Her bed, her floor, our kitchen floor, the stuffed animals I had on the couch,
the couch itself, Roommate 1 while she slept on the couch as the kittens peed
on the couch, and our shoes. Somehow, they always had enough pee to also leave large,
damp spots in their litter boxes, and I wondered at how big their bladders
could be, in such tiny bodies.
I can proudly say that now I get it.
Possibility #1) The kittens were mad at Roommate 1 for
naming them after lovers from her favorite movie, Stardust. Even though they were found as strays, clearly the cats
were brother and sister. If my mom had done that to me and my little brother, I
would have peed on more than just my bed a couple times and the floor in my
kindergarten classroom. I would have peed on her. And my brother. Because my
brother was a brat. I was a brat too, but I was an older brat, so it was okay.
Possibility #2) This was a territorial thing (which is the
correct answer because this is what the vet told us, and kittens don't watch Stardust.) The cats were new, but being cats, they wanted to own the
apartment we humans paid rent for, so
they peed on it. They peed all over it, and I saw regular yellow streams of our
deposit seeping into the carpeting.
I now know this was a territorial thing because I had a
similar experience myself. Last weekend, my boyfriend's roommate was finally
(finally!!) away for the week with his girlfriend, and my boyfriend and I got
some much needed alone time. Eventually, I had to use the bathroom, and when I
was peeing I noticed the roommate's bathroom things were still there.
Probably because he
has the same supplies at his girlfriend's place, I reasoned as I washed my
hands, not giving it another thought.
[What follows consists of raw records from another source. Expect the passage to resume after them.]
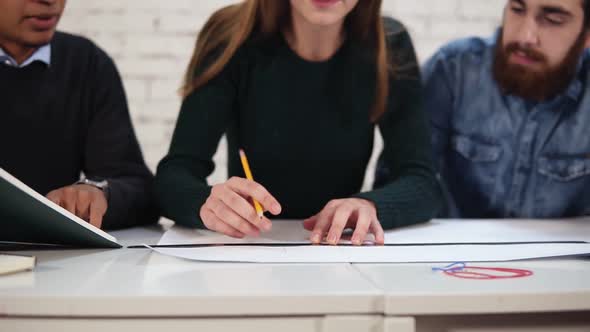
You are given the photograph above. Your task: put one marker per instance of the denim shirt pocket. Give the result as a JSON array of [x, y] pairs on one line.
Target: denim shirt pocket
[[563, 189], [474, 150], [473, 173], [564, 169]]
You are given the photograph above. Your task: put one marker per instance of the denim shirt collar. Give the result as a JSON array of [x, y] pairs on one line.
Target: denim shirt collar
[[42, 54]]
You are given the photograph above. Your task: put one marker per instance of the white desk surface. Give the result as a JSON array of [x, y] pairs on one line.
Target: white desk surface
[[139, 283], [414, 289]]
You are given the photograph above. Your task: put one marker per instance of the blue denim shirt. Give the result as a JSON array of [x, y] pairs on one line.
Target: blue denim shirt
[[500, 156]]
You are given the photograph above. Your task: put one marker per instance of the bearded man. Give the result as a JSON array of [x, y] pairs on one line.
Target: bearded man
[[510, 115]]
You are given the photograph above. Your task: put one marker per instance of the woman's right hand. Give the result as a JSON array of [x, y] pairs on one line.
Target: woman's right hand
[[229, 209]]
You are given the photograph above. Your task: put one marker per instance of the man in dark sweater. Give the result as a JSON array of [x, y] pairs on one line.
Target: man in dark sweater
[[65, 129]]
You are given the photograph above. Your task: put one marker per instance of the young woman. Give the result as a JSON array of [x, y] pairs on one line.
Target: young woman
[[300, 85]]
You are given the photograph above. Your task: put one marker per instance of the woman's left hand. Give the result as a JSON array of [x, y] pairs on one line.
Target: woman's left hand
[[341, 214]]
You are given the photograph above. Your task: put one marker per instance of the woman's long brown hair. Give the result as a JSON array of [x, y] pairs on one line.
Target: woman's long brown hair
[[230, 27]]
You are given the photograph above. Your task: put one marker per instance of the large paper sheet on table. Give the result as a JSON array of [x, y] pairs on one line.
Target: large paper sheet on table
[[437, 241]]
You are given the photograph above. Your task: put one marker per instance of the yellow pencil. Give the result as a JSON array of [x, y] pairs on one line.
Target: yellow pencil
[[248, 172]]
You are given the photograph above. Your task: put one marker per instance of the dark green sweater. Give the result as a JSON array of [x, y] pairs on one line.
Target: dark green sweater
[[306, 130]]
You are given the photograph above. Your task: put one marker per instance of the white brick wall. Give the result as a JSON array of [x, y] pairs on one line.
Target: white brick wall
[[152, 40]]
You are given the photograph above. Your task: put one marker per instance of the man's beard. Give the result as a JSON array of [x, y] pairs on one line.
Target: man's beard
[[535, 85]]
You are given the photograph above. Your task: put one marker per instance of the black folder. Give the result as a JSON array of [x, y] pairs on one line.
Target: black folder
[[26, 217]]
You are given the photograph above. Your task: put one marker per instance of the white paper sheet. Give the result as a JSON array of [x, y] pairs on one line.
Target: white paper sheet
[[371, 254], [437, 241], [434, 232]]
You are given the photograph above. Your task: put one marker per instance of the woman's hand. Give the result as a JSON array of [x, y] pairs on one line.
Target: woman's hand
[[229, 209], [340, 214]]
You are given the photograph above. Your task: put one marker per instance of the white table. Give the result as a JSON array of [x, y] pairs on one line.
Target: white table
[[555, 298], [137, 290]]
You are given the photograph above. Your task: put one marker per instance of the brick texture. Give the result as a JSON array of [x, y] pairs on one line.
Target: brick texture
[[152, 40]]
That is, until I dried off my hands and
realized I suddenly needed to go to the bathroom again.
How could that be!?
I thought, but then I glanced at the roommate's toothbrush and cologne bottle
again. And I thought about how much fun it would be to pee on both of those
right then.
Now, I'm not going to tell you whether or not I peed on my
boyfriend's roommate's things—that is not what this blog post is about. This
post was just meant to show you how territorial cats, and humans, can be.
The rest I will leave to your imagination.